Differentiating Diamond and its Imitation
by Erum Qureshi
There are various decisive tests to assess the authenticity of a diamond. The Ceres Diamond probe, Rayner Diamond Tester, Diamond Pen are a few popular instruments.
The unique hardness of diamond enables it to scratch the polished surface of synthetic corundum and no other substance on earth can do this. However, using hardness as a test is considered crude and seldom necessary since the diamond itself may suffer some damage in doing so.
The most notable diamond Simulants are synthetic cubic zirconia, synthetic strontium titanate, YAG (yttrium aluminium garnet) and GGG (gadolinium gallium garnet).
Synthetic white spinel, made from the Verneuil flame-fusion process is also used as a substitute for small diamonds in multiple gem settings; moreover, it is singly refractive. But it gives a Refractometer reading of 1.726, has a low degree of fire, and measures 8 on Moh’s scale of hardness. Synthetic rutile has six times the dispersion of diamond but is easily recognizable because of its high refractive indices and a large double refraction. YAG (yttrium Aluminium garnet) has the appearance of having properties of a diamond Simulants, and is differentiated from diamond by the Immersion Contrast method.
Danger of confusion between diamond and its simulants became much more apparent when Cubic Zirconia appeared on the market.
There was a demand for developing special apparatus that would make the distinction between diamond and its Simulants rapid and certain, even in the case of mounted stones and with a very rudimentary knowledge of gemology. The most ingenious and effective method of differentiating diamond from all other gemstones makes use of its outstanding property as a thermal conductor, which is higher than for any other substance – higher than even copper or silver.
The Ceres Diamond probe was the first to exploit this property even with small specimens and in the case of mounted stones. The Ceres probe has two thermistors and a small copper tip in a convenient holder. When the instrument is switched on, the tip of the probe warms up. When it is gently held to the surface of the stone to be tested, the needle of the instrument swings to the right and a green light flashes in case of a diamond. With any other stone, the needle of the meter swings to the left and a red light flashes. The probe of the Ceres instrument is very delicate and needs handling with care, but even very small stones can be tested with it.

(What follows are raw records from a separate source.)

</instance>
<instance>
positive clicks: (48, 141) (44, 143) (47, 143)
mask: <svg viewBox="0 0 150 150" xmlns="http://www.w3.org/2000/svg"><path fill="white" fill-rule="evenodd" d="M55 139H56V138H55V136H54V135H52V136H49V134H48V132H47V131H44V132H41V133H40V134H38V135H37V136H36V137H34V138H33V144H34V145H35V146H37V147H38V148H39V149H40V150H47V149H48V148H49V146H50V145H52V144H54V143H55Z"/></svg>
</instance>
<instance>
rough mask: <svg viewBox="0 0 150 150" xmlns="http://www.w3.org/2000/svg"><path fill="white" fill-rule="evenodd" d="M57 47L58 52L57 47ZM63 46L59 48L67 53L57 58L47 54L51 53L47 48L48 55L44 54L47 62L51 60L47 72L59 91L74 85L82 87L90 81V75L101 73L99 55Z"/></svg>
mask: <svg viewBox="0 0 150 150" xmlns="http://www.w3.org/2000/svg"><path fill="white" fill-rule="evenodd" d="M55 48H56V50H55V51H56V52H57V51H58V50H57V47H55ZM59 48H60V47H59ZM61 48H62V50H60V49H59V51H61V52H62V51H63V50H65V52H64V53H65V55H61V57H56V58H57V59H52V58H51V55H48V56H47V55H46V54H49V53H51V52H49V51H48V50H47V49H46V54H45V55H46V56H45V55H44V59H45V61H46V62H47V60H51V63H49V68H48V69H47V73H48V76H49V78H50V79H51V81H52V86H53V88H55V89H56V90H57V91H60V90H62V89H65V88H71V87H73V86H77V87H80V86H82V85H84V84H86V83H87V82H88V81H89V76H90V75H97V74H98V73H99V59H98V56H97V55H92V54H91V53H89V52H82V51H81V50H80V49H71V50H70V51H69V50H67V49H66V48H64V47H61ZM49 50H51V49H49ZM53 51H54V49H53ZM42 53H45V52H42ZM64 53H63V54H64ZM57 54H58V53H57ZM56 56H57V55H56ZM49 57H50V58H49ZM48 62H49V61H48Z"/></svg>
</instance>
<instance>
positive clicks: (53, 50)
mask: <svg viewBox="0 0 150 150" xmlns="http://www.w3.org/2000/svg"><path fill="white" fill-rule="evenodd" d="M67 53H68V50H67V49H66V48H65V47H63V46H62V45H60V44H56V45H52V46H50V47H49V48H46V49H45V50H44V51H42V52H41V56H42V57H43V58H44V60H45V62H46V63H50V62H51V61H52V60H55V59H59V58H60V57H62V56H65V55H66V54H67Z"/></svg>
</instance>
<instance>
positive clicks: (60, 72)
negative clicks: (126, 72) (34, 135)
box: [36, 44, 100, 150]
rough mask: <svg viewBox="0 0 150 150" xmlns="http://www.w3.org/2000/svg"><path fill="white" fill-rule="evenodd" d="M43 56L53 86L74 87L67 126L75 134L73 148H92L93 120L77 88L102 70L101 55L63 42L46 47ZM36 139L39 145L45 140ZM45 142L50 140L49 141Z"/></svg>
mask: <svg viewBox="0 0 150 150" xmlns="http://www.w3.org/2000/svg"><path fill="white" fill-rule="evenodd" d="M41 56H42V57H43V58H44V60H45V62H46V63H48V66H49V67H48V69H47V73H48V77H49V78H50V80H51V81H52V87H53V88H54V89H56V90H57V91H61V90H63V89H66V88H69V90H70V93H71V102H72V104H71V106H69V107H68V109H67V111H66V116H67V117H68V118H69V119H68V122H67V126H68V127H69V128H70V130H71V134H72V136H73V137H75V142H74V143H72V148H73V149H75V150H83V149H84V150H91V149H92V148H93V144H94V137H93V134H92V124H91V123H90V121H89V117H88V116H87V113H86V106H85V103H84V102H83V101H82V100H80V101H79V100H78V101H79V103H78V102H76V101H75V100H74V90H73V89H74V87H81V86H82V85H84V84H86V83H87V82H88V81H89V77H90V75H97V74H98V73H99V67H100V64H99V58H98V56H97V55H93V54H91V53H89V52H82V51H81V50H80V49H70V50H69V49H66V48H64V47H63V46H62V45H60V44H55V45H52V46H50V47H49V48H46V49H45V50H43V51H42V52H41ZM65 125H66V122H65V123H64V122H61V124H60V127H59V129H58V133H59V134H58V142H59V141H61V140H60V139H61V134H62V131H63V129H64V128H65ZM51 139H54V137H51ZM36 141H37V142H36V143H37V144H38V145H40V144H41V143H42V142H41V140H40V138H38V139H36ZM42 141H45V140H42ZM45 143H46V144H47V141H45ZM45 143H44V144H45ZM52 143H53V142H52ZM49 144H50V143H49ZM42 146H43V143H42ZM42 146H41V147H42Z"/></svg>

Another instrument of the same kind is the British made Rayner Diamond Tester. Such equipment is very costly but to anyone dealing with diamond jewelry, this is a relatively small matter when compared with the value of the goods tested.
The GIA has made use of another property of diamond to differentiate it from simulants. This particular property is the diamond’s affinity for grease or greasy liquids. The Gemological Institute of America has produced a Diamond Pen, charged with a specially prepared liquid, which left a visible mark when drawn across the table facet of a diamond, but which broke up into droplets on the surface of all other stones.
Another test for singling out a diamond simulant is the Immersion Contrast method. When light is placed over stones (Strontium titanate, YAG, GGG and CZ) immersed in di-iodomethane (methylene iodide; a high density liquid with a refractive index of 1.742) or Refractometer contact fluid (RI 1.81) different stones show differing patterns. All except strontium titanate show a dark ring diminishing in width as their refractive index approaches near to that of the liquid. This is a definite visual indication of differentiation between diamond and its simulant.
Another diamond simulant, though very rare, is a diamond doublet. The top half (crown) of this consists of a diamond, which is cemented on to a pavilion of some other colorless stone. When such a stone is viewed obliquely through the table facet, a shadow of the edges of the facet can be seen on the underlying cement layer, revealing the fake.
Another way to differentiate between a diamond and its simulant is ultra violet radiation. Under long-wave ultra-violet light, diamonds will show a very varied degree of fluorescence. If all the ‘diamonds’ in a multi-stone setting show a similar fluorescence, they are certainly not diamonds. Under X-rays, almost all diamonds show a blue fluorescence and a brief exposure on film will show diamonds to be far more transparent to X-rays than any other stone. This technique is worth practicing as it is a decisive test.